Dr Batterham -- I accept that there is a balance, as I have indicated, between short-term and long-term goals. I would much rather see my mark in this debate as getting people to think about 50 per cent reduction, not eight per cent increase.
 

Senator Brown -- Have you got a course to that 50 per cent reduction? Have you laid down the steps that need to be taken to get there?
 

Dr Batterham -- I think the IPCC [Intergovernmental Panel on Climate Change] and others are laying out this course and it is one in which there is increasing engagement and -- I might add of course -- debate. I do have a course on how to get there. I have outlined this course in public arenas and quite consistently, I might add, for quite some time. I am happy to expand on that if we have time.
 

Senator Brown -- You might just present it to us in writing, if you would. I note that the IPCC, by the way, is in favour of ratifying the Kyoto protocol.

   

Apparently the British Government doesn't subscribe to Dr. Batterham's brand of logic; it has signed the Kyoto Protocol and committed itself to a 60 per cent reduction in emissions by 2050.

 

[Note added July 20: In response to questions with notice posed during the hearing Dr Batterham submitted a three page letter dated July 16, 2004.]

 

It is interesting to juxtapose one specific response in Dr Batterham's letter where he refers to his reply to Senator Brown during the hearing:

 

From the July 16th letter:

 As reported in the Hansard Proof, page 42: I think the IPCC and others are laying out this course and it is one in which there is increasing engagement and -- I might add of course -- debate. I do have a course on how to get there. I have outlined this course in public arenas and quite consistently, I might add, for quite some time. I am happy to expand on that if we have time.

 

Senator Brown responded: You might just present it to us in writing, if you would.

 

In subsequent dialogue with Senator Brown as reported in Hansard Proof, page 42, I provided this detail of four directions that need to be followed through to ensure Australia achieves deep reductions in its emissions levels by 2050.

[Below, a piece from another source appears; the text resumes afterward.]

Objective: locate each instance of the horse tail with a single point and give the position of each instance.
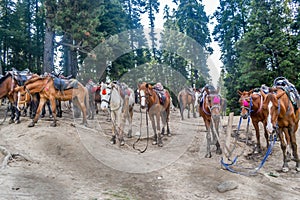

From the section on page 42 referred to by Dr Batterham:

Dr Batterham --There are four directions that need to be followed to get through to deep reductions in emissions. Carbon capture and storage is one of them. That is not just sequestration into the ground; carbon capture and storage also includes forests. Renewables is route two. Route three -- and you can have these in any order that you like -- is energy efficiency and utilisation of energy. Route four is moving to lower carbon intensity fuels, which one notes might include nuclear if people can be satisfied on the safeguards for such operations, including the long-term handling of wastes.

Perhaps it all depends on your interpretation of  expansion and detail.